2024 will be a big year at the intersection of generative AI/large base models and robotics. From learning to product design, the potential for applications is exciting. Google's DeepMind robotics researchers are one of many teams exploring the potential of this area. In a blog post today, the team highlights ongoing research aimed at giving robots a better understanding of what we humans want them to do.

Traditionally, a robot's life is focused on repeatedly performing a single task. Single-purpose bots tend to be very good at this one thing, but even then they can struggle when inadvertent changes or errors arise.

The newly released AutoRT is designed to utilize large base models for a variety of different purposes. In a standard example given by the DeepMind team, the system first utilizes a visual language model (VLM) to improve situational awareness. AutoRT manages a fleet of robots working together and equipped with cameras to capture the layout of the environment and the objects within it.

At the same time, large language models can also propose tasks that hardware, including terminal executors, can perform. Many believe that language models are the key to unlocking robotics, allowing them to effectively understand more natural language instructions and reduce the need for hard-coded skills.

The system has undergone extensive testing over the past seven-plus months. AutoRT is capable of coordinating up to 20 robots and 52 different devices simultaneously. In total, DeepMind has collected approximately 77,000 tests, including more than 6,000 tasks.

Also new from the team is RT-Trajectory, which uses video input for robot learning. Many teams are exploring using YouTube videos as a way to train robots at scale, but RT-Trajectory adds an interesting layer by superimposing 2D sketches of arm movements on top of the videos.

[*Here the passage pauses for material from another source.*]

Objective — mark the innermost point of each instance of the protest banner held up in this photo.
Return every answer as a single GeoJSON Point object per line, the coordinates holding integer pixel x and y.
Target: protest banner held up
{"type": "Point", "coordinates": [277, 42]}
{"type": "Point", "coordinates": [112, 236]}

"These trajectories, in the form of RGB images, provide low-level practical visual cues to the model as it learns robot control strategies," the team noted.

DeepMind said that when tested on 41 tasks, the success rate of this training was twice that of RT-2 training, at 63% and 29% respectively.

"RT-Trajectory exploits the rich wealth of robot motion information that is present in all robot datasets but is currently underutilized," the team noted. "RT-Trajectory not only represents another step on the road to building robots that can move efficiently and accurately in new situations, but also unlocks knowledge from existing data sets."